The summer of 1976 seemed a time of endless warmth, day upon day of predictable blue skies and rising mercury. There were but three television stations and, the part of England that was home, just the BBC on the radio, supplemented by the fuzzy sound of Radio Luxembourg when evening came, but they were sufficient assurance that the day’s weather was set to last.
They were times when television forecasters used boards bearing a map of Britain onto which they fixed magnetic symbols to show the coming day’s meteorological conditions. It was a matter of teenage curiosity why they used an inverted triangle to warn of rain, but in July and August 1976, there was not much cause for curiosity; rain simply disappeared from the outlook.
The sunshine changed things.
People whose lives were sealed off from each other by closed front doors began to venture outside, and, once outside, could hardly not talk to each other. Unless one wished to spend one’s hours closed inside, or sitting in a stony silence, there was a need to interact. Conversations began with those with whom there was previously only a nodding acquaintance.

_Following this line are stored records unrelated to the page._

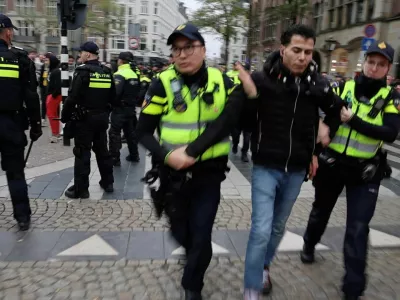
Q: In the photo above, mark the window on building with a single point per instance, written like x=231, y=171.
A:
x=349, y=16
x=25, y=28
x=143, y=43
x=51, y=8
x=360, y=11
x=318, y=15
x=119, y=42
x=340, y=16
x=2, y=5
x=25, y=6
x=156, y=8
x=370, y=13
x=331, y=15
x=143, y=26
x=53, y=29
x=144, y=7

The tent taken on a three week camping holiday became only a roof under which to sleep, every waking hour was spent in the open air.
We experienced a world familiar to southern Europeans, life al fresco, life with a vibrancy that set it apart from that of the wet summers to which we were used. It was a summer used as a backdrop for Barbara Vine’s novel ‘A Fatal Inversion’. The summer warmth becomes an integral element of the story, contributing to the impression that there was somehow a new dispensation, a new order of reality. Vine’s story ends in metaphorical darkness, the summer of 1976 ended in actual darkness. As August drew to a close, the banks of cloud built up and the heat became oppressive; sunshine and breeze were replaced by a heavy humidity until with a flash of lightning, a roll of thunder, and a deluge of rain, familiar England returned.
Perhaps our sunshine will end in a downpour; in the meantime, our world is momentarily transformed.